Ecco una potenziale luce nella stagione difficile di Francesco Passaro: con la vittoria per 7-6(4) 6-4 ottenuta contro il tedesco Tom Gentzsch, l’azzurro accede al terzo e decisivo turno di qualificazione al tabellone principale dello US Open 2026. Passaro quest’anno ha dovuto saltare una considerevole fetta di stagione partita dall’ATP 250 di Santiago a febbraio e arrivata fino al Challenger 125 di Parma a giugno, il tutto a causa di un problema al polso destro, che ora sembra risolto.

L’italiano sta cercando infatti la prima partecipazione Slam dell’anno, avendo perso al secondo turno di quali all’Australian Open 2026. L’ultimo Slam che ha disputato è proprio lo US Open 2025: in quel caso riuscì a qualificarsi prima di perdere al quinto set contro Flavio Cobolli al primo turno. La partita di secondo turno di qualificazioni non era scontata: Gentzsch, 145 del mondo attualmente al best ranking, nel 2026 ha raggiunto le sue prime quattro finali Challenger in carriera, vincendo l’ultima al 100 di Hagen.
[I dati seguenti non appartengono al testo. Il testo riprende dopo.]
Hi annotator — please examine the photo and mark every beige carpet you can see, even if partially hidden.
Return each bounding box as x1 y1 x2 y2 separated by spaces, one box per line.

Passaro se la vedrà con Shintaro Mochizuki, incontrato da Jannik Sinner agli ottavi di finale di Wimbledon 2026. Il giapponese non ha ancora perso un set nei due match di qualificazioni finora.

Il match

Primo set molto equilibrato, senza palle break e con soli due game ai vantaggi. Durante lo scambio, nessuno dei due ha dimostrato una superiorità costante, lasciando tutto in ballo alla lucidità del momento e all’esecuzione. Il tedesco è in un periodo di fiducia massima in sé stesso, ma non ha mai giocato per uno Slam: è stato grazie alla maggiore esperienza che l’italiano si è preso il tie-break, gestendo con calma la situazione di svantaggio prima di vincere 5 punti di fila da sotto 4-2. Da annotare il punto sul 5-4, giocato all’arrembaggio con un serve and volley di qualità. La forza mentale di Passaro è stata protagonista anche del secondo set, ripreso dallo svantaggio 2-0. La spinta non è mai calata, e non appena la convinzione di Gentzsch è calata, l’italiano non si è fatto pregare.